Computer Says No? Lessons in Technology for Job Seekers and Employers

Technology is playing an ever increasing part in all of our lives, and this is never more true than when we look at the process of recruitment. For both job seekers and employers, technology is becoming ever more influential in deciding not only who gets a job, but who sees that job post in the first place. So how can employers and employees use data and technology in their favour in the job market?

The Job Seeker

Recruitment can be both time intensive and expensive, and employers are using ever more sophisticated methods to weed out the right candidates from the flood of applicants in the most competitive roles.

This is especially true when applying for roles within large companies and multinationals, who will often be inundated with applications from candidates keen to work for high profile companies.

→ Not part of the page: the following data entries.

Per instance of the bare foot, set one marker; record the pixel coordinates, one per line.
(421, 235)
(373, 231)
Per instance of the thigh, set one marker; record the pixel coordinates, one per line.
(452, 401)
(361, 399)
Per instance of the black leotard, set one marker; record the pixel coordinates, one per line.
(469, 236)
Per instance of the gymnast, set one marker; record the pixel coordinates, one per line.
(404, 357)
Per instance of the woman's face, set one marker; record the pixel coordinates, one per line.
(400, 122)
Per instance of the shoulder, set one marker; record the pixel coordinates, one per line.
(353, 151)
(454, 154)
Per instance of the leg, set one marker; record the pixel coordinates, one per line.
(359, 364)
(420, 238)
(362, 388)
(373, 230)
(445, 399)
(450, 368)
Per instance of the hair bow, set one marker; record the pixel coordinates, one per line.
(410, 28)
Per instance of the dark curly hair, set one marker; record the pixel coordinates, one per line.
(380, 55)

These companies are increasingly turning to technology to help them find the right candidates, and this presents a unique challenge for job seekers whose CVs might never be seen by an actual human being until the interview stage.

CV filtering through applicant tracking systems (ATS) are rejecting as many as 75% of CVs before they get into the hands of the employer, using keyword searching to ensure they are a match for the employer’s requirements before approving them to proceed through the process.

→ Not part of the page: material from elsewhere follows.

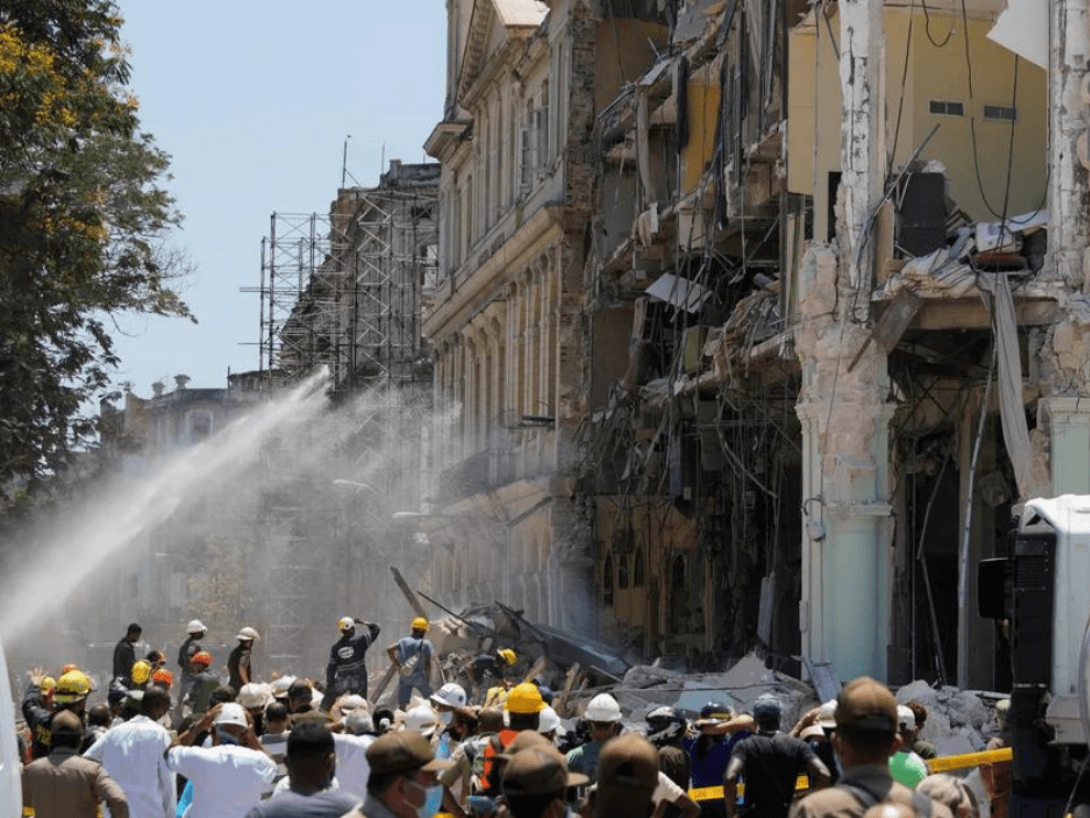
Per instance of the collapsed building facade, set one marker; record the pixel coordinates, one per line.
(757, 320)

Other companies are using video interview software which monitors your movements and facial expressions to add an additional filtration level before candidates can meet a human.

This is forcing candidates to pay more attention to customising their CVs for each individual role applied for and practice interview technique to ensure they come across as confident in video interviews to even get into a position to speak to someone about the role. But is this necessarily good for companies? They could lead to only candidates that are good at interviews rather than good at the job getting through.

The Employer

LinkedIn has recently analysed 4.5 million job posts and hundreds of millions of candidates to better understand what makes a job advert successful. It has produced a list of recommendations for companies advertising jobs to help them make the most of this data. So what do LinkedIn’s algorithms tell us makes a good job ad?

  • Mondays are key. Most job seekers view and engage with job adverts on a Monday, with over half engaging over the first three days of the week. Get your ads out there early in the week to succeed
  • Short job ads of up to 300 words have a higher application rate than longer job posts. But although this may result in more applications, consider whether lengthier ads that give more details might attract a more suitable candidate that has more of the skills that you are looking for.
  • Women are applying to fewer jobs that they view than men. Make sure that your ad isn’t putting women off applying.

Technology has many uses in recruitment, from harvesting candidates to enabling us to analyse the habits of millions of job seekers to help us to hone our job ads. Whichever side you are on, it’s important to understand how you can use the technology that is freely available to improve your performance in the job market.